How Many More Have To Die For Honour? Pakistan’s Silent War

In Pakistan, too many girls are killed for reasons that have nothing to do with “honour”—property disputes, silencing abuse, punishing independence—then the crime is relabeled to look acceptable. Families and perpetrators use the word “honour” as a cover story. It is murder, and everyone involved knows it. Rights groups count hundreds of cases every year, but many killings stay hidden in villages or police files, misreported as suicide or wrapped in “family honour” to dodge scrutiny.
How many more lives must be lost before we stop using “honour” to disguise other crimes? Silence protects the killers. We must speak up, document the truth, and demand justice—openly and without fear.
Why Is It Still Happening?
These killings are not about religion. They are about power, patriarchy, and control—and often about something else entirely:
- Inheritance or land disputes masked as “honour”
- Retaliation for reporting sexual violence
- Forced cover-ups after trafficking or exploitation
- Pressure tied to dowry, debts, or family feuds
- Punishment for seeking education, work, or divorce
A girl chats online. A couple marries for love. A woman asks for a divorce. Or a family wants to hide a rape. A male relative claims “shame” to justify violence, but the real motive is control—or concealment.
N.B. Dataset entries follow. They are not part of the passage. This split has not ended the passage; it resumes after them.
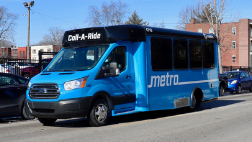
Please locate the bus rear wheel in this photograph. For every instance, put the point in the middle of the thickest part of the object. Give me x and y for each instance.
(100, 113)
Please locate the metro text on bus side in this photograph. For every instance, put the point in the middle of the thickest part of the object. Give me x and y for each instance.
(116, 70)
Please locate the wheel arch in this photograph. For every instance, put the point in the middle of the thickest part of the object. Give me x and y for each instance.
(101, 95)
Reported figures (heavily undercounted):
| Year | Reported honour killings | Source |
| 2023 | 226 | HRCP |
| 2024 | 405 | HRCP |
| Typical year (estimate) | ~1,000 | Human Rights Watch |
These numbers show three things. First, “honour” is still used to make murder sound moral. Second, weak policing lets cover stories stand. Third, rural girls remain the easiest to target because mislabeling faces the least media scrutiny.
How the Law Failed
Parliament tightened the law in 2016, closing the forgiveness loophole on paper. In practice:
- Police still register cases as “domestic dispute,” “suicide,” or generic homicide, never probing motive.
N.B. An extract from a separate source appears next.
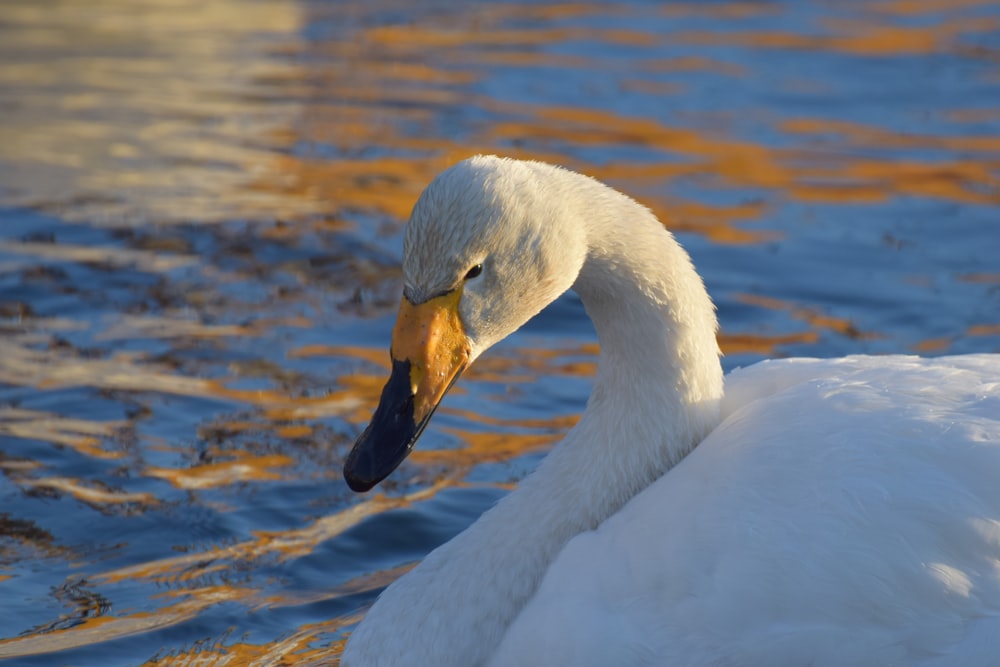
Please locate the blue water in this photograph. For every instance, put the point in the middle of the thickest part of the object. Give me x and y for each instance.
(200, 229)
- Jirgas and tribal councils continue to order or bless violence, especially in remote areas.
- Trials are slow; witnesses feel unsafe; families settle.
Result: Men learn that calling it “honour” (or letting others assume it) still helps them get away with it—especially when the true motive is property, silencing a complaint, or a family feud.
Digital life adds cover, too. A TikTok, a chat, or a selfie becomes the public “reason,” while the private reason (land, dowry, rape cover-up) is buried.
What Needs to Change
Stopping these murders means exposing false motives and protecting women at risk.
Steps that work:
- Register every suspicious female death as potential femicide; require a motive audit beyond “honour.”
- Investigate financial and property angles (inheritance records, land transfers, debts) in every case.
- Protect whistleblowers, journalists, and local activists who document mislabeling.
- Punish jirga members who order or endorse violence.
- Fund shelters, hotlines, and legal aid in every district.
- Train police, prosecutors, and medics on gender-based violence, evidence handling, and motive mapping.
- Teach boys and men that honour is not tied to a woman’s choices—and that lying about motive won’t shield a crime.
International partners can support training and safe housing. But the strongest push must come from inside Pakistan—clerics, teachers, lawmakers, media—saying clearly: “This is un-Islamic and illegal,” and a lie when used to hide other crimes.
Why This Matters to the World
Some may think, “This is local.” It isn’t. When a girl is killed over a “chat” or a “photo,” the clip travels globally. It shapes how Pakistan is seen and signals to abusers everywhere that online shame can be lethal. In a connected world, private violence becomes public trauma. Every case investigated honestly, every fake “honour” motive unmasked, and every survivor protected is a win for human rights—everywhere.
It’s Time to End This Silent War
Pakistan has brave women, lawyers, reporters, and community leaders. They have pushed for change for decades. Yet killers still pull triggers and file lies. So the question remains: How many more have to die before “honour” means dignity—not a cover for murder? The answer depends on whether the state—and society—treat every victim not as a scandal to hide, but as a citizen whose truth must be proven, protected, and heard.